We observe a time series of ground-truth observations z(t), which may represent air pollution measurements (e.g., for PM2.5) taken at a central site monitor. The goal of an exposure prediction model is to accurately replicate such observations with a predicted time series z∗(t) that can be computed at locations and times without monitoring data. The predicted series z∗(t) may represent output from a regression model, a machine learning algorithm, a computer simulation model such as the CMAQ model, or any combination of these approaches. While we will focus on temporal data series z(t) and predictions z∗(t) indexed by time t, we discuss extensions of these ideas to the spatial domain in the Discussion.
Our goal is to compare a time series of model predictions, z∗(t), with a reference time series of ground-truth observations, z(t), for times t = 1, …, n. Existing approaches include quantifying prediction accuracy using correlation \(r=\sqrt{R^2}=\mathrm{Cor}\left({z}^{\ast }(t),z(t)\right)\) and \(RMSE=\sqrt{\frac{1}{n}\sum_{t=1}^n{\left({z}^{\ast }(t)-z(t)\right)}^2}\) [7, 11, 14, 35]. Additional existing approaches include the log variance ratio (LVR), defined as \(\log \left(\frac{\mathrm{Var}\left({z}^{\ast }(t)\right)}{\mathrm{Var}\left(z(t)\right)}\right)\) [7]. The LVR captures differences in temporal variation between models, which can impact precision in estimated health associations. We refer to these approaches as overall model performance measures, which we denote by roverall, RMSEoverall, and LVRoverall.

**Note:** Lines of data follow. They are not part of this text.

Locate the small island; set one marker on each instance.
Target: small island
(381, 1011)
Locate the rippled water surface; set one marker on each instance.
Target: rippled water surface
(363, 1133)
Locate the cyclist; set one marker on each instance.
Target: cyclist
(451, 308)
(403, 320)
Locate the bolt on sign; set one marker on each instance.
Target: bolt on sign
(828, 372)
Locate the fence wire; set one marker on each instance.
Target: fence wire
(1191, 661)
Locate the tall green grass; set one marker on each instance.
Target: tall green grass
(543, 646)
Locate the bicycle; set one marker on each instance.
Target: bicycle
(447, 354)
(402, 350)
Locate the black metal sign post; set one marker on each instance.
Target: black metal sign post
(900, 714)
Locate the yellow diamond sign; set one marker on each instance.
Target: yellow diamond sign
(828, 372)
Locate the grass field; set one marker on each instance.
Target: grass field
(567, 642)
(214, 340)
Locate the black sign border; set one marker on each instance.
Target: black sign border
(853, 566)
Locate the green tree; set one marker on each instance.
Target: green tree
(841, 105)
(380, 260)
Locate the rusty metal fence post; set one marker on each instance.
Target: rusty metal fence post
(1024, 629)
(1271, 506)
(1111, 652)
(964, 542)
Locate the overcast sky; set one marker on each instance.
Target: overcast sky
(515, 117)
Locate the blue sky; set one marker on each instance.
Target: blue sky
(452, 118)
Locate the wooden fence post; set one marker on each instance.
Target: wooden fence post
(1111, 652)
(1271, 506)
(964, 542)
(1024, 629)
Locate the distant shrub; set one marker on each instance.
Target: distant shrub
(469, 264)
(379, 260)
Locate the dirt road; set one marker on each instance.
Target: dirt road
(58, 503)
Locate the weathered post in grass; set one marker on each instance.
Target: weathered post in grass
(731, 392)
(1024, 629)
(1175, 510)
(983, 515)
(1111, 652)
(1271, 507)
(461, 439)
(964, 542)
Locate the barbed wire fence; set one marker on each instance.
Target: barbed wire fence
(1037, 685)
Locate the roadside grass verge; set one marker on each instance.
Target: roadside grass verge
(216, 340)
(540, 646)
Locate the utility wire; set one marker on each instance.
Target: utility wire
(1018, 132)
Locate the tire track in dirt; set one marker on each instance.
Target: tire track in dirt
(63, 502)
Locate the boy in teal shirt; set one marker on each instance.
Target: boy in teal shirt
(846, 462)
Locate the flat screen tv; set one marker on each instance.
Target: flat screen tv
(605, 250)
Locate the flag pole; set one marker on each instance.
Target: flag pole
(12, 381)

Overall model performance can be impacted by model errors at timescales different than the timescale of interest. Therefore to better capture health estimation capacity, we propose frequency band model performance. Frequency band model performance differs from existing approaches by restricting the model predictions z∗(t) and observations z(t) to their timescale-specific components to create measures r(k), RMSE(k), and LVR(k), which represent correlation, RMSE, and LVR for a chosen range of frequencies denoted as band k. To extract the frequency band k components, we use a discrete Fourier transform [6, 23, 40]. For our reference time series, z(t), we partition the range of frequencies [0, n/2) into non-overlapping frequency bands k = 1, …, K such that
$$z(t)=\sum_{k=1}^K{z}_k(t)$$
(1)
The same approach is used to partition z∗(t) into components \({z}_k^{\ast }(t)\). Then, \({r}_{(k)}=\mathrm{Cor}\left({z}_k^{\ast }(t),{z}_k(t)\right)\), \(RMS{E}_{(k)}=\sqrt{\frac{1}{n}\sum_{t=1}^n{\left({z}_k^{\ast }(t)-{z}_k(t)\right)}^2}\), and \(LV{R}_{(k)}=\log \left(\frac{\mathrm{Var}\left({z}_k^{\ast }(t)\right)}{\mathrm{Var}\left({z}_k\right)\Big)}\right)\). To facilitate comparisons between overall and frequency band k RMSE, we scale RMSEoverall and RMSE(k) by the standard deviation of the reference time series z(t) and zk(t), respectively.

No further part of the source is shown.